A más de sesenta años de cerrado, el viejo presidio parece borrarse en la memoria, las historias olvidadas, apenas reconstruidas, y un archivo perdido, quemado en uno de los tantos incendios hablan muy poco de lo que pasó. Sin embargo, todavía, nadie parece poder escapar.

La Cárcel
Colonizar y fijar mojones de soberanía. Con esos objetivos llegó el Estado nacional a este “territorio en riesgo”. Adriana Bustos recuerda antecedentes.

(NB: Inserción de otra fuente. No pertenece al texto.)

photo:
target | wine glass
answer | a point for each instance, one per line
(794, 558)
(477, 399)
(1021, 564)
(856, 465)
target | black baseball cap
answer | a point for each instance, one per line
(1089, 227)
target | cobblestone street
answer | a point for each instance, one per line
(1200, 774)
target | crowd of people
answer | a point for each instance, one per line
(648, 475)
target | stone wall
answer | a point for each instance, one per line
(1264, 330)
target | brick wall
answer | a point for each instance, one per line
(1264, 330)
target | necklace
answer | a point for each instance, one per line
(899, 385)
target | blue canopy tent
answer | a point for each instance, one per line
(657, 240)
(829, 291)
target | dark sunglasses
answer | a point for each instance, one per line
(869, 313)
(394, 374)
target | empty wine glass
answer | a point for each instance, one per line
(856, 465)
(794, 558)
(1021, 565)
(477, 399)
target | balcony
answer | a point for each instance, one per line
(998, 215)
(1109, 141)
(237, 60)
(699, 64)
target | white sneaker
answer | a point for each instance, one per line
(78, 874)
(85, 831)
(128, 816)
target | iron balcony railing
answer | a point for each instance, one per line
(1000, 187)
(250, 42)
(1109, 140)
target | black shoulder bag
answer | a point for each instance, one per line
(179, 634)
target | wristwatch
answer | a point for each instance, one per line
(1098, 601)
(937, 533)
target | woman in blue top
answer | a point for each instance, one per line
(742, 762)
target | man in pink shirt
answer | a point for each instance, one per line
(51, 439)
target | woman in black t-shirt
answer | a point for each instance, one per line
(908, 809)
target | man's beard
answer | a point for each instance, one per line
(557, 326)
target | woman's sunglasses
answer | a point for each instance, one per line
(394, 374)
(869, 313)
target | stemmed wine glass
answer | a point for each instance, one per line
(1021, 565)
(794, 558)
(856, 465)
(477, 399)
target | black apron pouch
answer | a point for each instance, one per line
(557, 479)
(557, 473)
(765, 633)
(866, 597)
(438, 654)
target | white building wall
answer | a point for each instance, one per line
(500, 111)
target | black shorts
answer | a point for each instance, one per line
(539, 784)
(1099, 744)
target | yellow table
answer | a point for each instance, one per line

Argentina sólo siguió el ejemplo, que tuvo en Australia uno de los eslabones más significativos. Otra vez una isla.

“Desde fines del siglo XVIII –recuerda-, Inglaterra y Francia ya habían usado transporte punitivo para poblar islas lejanas con delincuentes condenados. Este modelo, propio de las ciudades modernas en pleno crecimiento, resultaba atractivo para descongestionar la creciente población criminal mediante la simple extracción de delincuentes de los centros urbanos”.

La cárcel es también la historia de Ushuaia, la ciudad nació a partir de ella y se impregnó de la vida en el encierro. Esta simbiosis se mantiene en la pregunta permanente acerca de la relación adentro/afuera. Rodeada de obstáculos físicos, el presidio convirtió a la fuga en una experiencia prácticamente imposible. Y si bien la cárcel cerró sus puertas en 1947 y desde 1984 el espacio se reabrió como museo histórico, el edificio aún evoca sus orígenes y su aislamiento en el fin del mundo.

La propuesta de Bustos, retomando la historia que se metió silenciosamente en la vida de todos quienes habitan la isla, fue crear un artefacto volador para escapar, una máquina casera para “actualizar, como un nuevo Ícaro, aquellas fugas, siempre en verano, frustradas e imposibles por la adversidad implacable de su intemperie, en un entorno de montañas inmensas, bosques impenetrables y un mar helado y temperamental”.